Menu
Libération
Interview

En Bretagne, «créer du lien pour protéger les milieux aquatiques»

Grâce à des ateliers et des cartographies, une association bretonne tente de sensibiliser les habitants au rôle essentiel de l’eau et développe l’attachement aux rivières.

A Riec-sur-Belon (Finistère). (JM Roignant /Abaca)
ParMarine Dumeurger
correspondante à Nantes
Publié le 20/12/2025 à 13h13

Restauration des rivières, protection des nappes phréatiques ou des zones humides, lutte contre l’érosion… En partenariat avec l’Office français de la biodiversité, retour sur quelques initiatives pour préserver la nature.

Un caillou à histoires qui émerge d’un ruisseau par-ci, un arbre remarquable en bord de rivière par-là, puis un peu plus loin, un trou d’eau où se nichent des écrevisses… ou des ondines. En Bretagne, région humide par excellence, l’eau sinue, ruisselle, disparaît sous terre, s’étend en marécages, un réseau hydrographique dense et ramifié, joliment nommé chevelu. Le plus souvent, cette multitude de petits fleuves côtiers prend leur source au centre du territoire avant d’aller se jeter dans la mer en estuaires, ces abers bretons si photogéniques. Qu’il soit promeneur, pêcheur, kayakiste, ou simple habitant, ici, tout le monde ou presque a une histoire avec cet élément omniprésent. Cette relation, l’association Eau et rivières de Bretagne entend la mettre en image. Grâce à une cartographie dessinée par tous, elle crée du lien dans la population et place l’eau au centre, comme un bien commun à préserver. Chargée de mission, Aurélie Besenval revient sur ce travail de collecte et de partage.

Pouvez-vous nous décrire cette initiative, celle de sensibiliser à l’eau à travers notre relation à elle ?

Ma mission est de réfléchir à la manière dont on travaille notre attachement aux rivières. Il se trouve que l’eau, depuis un moment, devient un sujet de préoccupation fort. La population s’en inquiète et elle a bien raison. Pourtant, elle se sent souvent impuissante et nous cherchons donc une façon de la rassembler, de diffuser de l’information et de créer un espace où elle est partie prenante. Depuis 2019, nous avons mis en place un outil : l’atlas socioculturel des rivières. Dans un premier temps, nous travaillons aux côtés de différents publics concernés par cette thématique, avant de l’étendre à tout le monde. Cela peut être des collectifs citoyens, des associations de protection de l’environnement, de sauvegarde du patrimoine, des clubs sportifs, de randonnée, de kayak ou encore des gestionnaires de l’eau, comme les commissions locales, ces instances de gouvernance de l’eau d’une rivière, de sa source à l’embouchure.

Avec ces personnes, l’idée est de cartographier leur relation à l’eau, en partant du terrain ?

Oui, dans les faits nous organisons des explorations du territoire, des marches et des temps où chacun vient avec son savoir sur l’eau. Il peut recouvrir des domaines très larges, correspondre à des connaissances techniques, historiques mais aussi s’avérer plus intime, des histoires, des souvenirs. Ensemble, nous allons voir comment la rivière a été aménagée, grâce à des ponts, des fontaines, des lavoirs. Ou parler de vécus, d’histoires de famille avec la rivière. Après le collectage vient ensuite le moment de la cartographie qui consigne cette culture disponible et ses évolutions. Ce travail se veut sensible et critique parce qu’il illustre aussi comment le milieu se transforme.

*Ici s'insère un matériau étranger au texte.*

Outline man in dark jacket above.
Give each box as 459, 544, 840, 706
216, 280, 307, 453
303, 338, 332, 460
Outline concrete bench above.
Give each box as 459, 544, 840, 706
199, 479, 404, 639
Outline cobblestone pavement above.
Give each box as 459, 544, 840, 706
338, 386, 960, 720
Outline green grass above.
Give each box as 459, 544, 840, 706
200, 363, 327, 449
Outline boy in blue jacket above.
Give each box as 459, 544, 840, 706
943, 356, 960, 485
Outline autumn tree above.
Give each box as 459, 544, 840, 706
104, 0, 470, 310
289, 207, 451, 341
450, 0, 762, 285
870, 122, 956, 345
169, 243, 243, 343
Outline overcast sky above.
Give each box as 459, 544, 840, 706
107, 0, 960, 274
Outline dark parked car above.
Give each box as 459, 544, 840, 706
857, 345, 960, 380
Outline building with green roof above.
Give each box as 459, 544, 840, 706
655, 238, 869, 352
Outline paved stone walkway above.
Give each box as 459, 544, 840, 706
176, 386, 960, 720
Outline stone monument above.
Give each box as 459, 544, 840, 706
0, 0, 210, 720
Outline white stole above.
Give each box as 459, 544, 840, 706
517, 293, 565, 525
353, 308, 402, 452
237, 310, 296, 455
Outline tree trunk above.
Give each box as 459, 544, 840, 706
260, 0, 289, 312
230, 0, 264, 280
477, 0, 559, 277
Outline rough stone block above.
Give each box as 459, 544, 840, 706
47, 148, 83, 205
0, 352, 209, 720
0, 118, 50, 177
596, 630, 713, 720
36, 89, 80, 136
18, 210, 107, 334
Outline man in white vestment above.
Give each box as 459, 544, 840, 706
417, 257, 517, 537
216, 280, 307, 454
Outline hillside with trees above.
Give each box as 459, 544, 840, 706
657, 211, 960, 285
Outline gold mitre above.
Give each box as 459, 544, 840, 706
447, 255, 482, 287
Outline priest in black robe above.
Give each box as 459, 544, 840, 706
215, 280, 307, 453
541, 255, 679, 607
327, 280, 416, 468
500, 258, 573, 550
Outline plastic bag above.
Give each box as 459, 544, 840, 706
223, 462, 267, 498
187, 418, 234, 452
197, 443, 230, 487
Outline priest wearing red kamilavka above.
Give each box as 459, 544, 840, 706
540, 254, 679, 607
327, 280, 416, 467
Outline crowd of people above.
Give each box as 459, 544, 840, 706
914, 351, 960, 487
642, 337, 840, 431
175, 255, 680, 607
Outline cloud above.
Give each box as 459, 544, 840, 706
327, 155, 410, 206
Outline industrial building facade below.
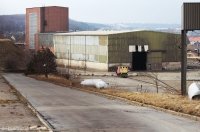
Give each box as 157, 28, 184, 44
26, 6, 69, 50
0, 31, 3, 39
39, 31, 181, 71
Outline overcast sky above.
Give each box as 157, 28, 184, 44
0, 0, 200, 24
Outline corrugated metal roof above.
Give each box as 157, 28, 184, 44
54, 30, 141, 35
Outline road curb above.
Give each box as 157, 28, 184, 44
2, 75, 53, 132
68, 86, 200, 122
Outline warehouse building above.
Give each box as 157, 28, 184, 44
39, 31, 181, 71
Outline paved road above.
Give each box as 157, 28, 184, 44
3, 74, 200, 132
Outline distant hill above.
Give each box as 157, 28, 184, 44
0, 14, 107, 42
0, 14, 26, 32
0, 14, 189, 42
0, 14, 106, 32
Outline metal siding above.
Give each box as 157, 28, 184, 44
182, 3, 200, 30
54, 35, 108, 63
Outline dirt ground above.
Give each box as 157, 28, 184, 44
0, 75, 44, 131
76, 69, 200, 93
0, 70, 200, 131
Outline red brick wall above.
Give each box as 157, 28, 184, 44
0, 31, 3, 39
26, 7, 41, 50
26, 6, 69, 50
45, 6, 69, 32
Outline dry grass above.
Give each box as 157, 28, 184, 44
29, 75, 200, 116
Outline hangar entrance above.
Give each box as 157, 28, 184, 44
129, 45, 148, 71
132, 52, 147, 71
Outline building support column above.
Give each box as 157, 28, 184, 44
181, 30, 187, 95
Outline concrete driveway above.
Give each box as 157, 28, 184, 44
3, 74, 200, 132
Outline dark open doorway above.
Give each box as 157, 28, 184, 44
132, 52, 147, 71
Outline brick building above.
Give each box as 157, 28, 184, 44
0, 31, 3, 39
26, 6, 69, 50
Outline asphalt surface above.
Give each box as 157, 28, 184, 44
3, 74, 200, 132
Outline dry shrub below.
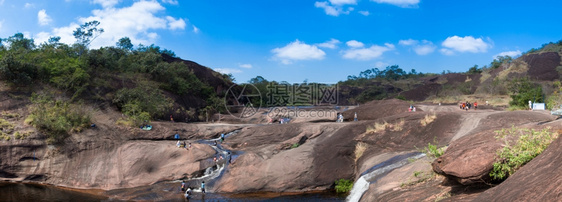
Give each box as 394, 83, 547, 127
355, 142, 368, 162
392, 119, 406, 131
421, 114, 437, 126
365, 121, 389, 133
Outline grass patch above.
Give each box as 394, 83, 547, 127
400, 171, 436, 188
291, 143, 301, 149
435, 192, 453, 202
420, 113, 437, 126
418, 138, 446, 158
424, 143, 445, 158
0, 118, 14, 133
0, 131, 11, 141
14, 131, 31, 140
355, 142, 369, 162
391, 119, 406, 131
490, 127, 558, 180
1, 111, 21, 119
336, 179, 353, 193
26, 94, 90, 143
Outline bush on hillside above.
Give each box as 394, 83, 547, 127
490, 127, 558, 180
113, 83, 173, 117
28, 94, 90, 143
336, 179, 353, 193
508, 78, 543, 107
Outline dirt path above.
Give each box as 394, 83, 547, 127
418, 105, 499, 142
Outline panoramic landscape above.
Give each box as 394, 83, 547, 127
0, 0, 562, 202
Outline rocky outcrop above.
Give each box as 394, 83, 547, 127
432, 130, 502, 185
432, 111, 553, 185
213, 123, 357, 192
474, 134, 562, 201
1, 141, 215, 190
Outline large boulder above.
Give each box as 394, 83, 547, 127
474, 134, 562, 201
431, 130, 502, 185
432, 111, 554, 185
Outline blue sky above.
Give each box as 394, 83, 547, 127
0, 0, 562, 83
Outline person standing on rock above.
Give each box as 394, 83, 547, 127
184, 187, 191, 199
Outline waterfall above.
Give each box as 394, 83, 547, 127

Finalement, ces cartes doivent devenir un outil de dialogue. Elles rassemblent les gens, ouvrent les discussions. Grâce à elles, nous espérons casser les a priori entre pêcheurs, écologistes, agriculteurs ou gestionnaires. Créer du lien pour protéger les milieux aquatiques. Car ce territoire est le nôtre et l’eau, un bien commun.

Quels sont les vécus qui ressortent de vos travaux ?

Dans les terres, les rivières accueillent des lieux de baignade, c’est un peu «la plage du pauvre». On y trouve encore beaucoup de lavoirs. Le rapport au religieux y est fort car les sites sacrés étaient souvent construits sur des points d’eau. On recense également des histoires avec les plantes, les animaux, comme la loutre. Menacée, elle réapparaît peu à peu dans les rivières. Nocturne par instinct de survie, elle ne l’est pas à l’origine et on peut aujourd’hui la réapercevoir en journée. On constate aussi un fort attachement à certains poissons, le saumon par exemple, un animal totem. Dans la mythologie celte, c’est le poisson de la connaissance et son parcours de vie le rend mythique, puisqu’il naît dans une rivière, part en mer jusqu’au Groenland et revient se reproduire puis mourir à l’endroit où il est né. Dans la partie estuarienne, on retrouve une culture plutôt maritime, une relation à la navigation, à la pêche à pied.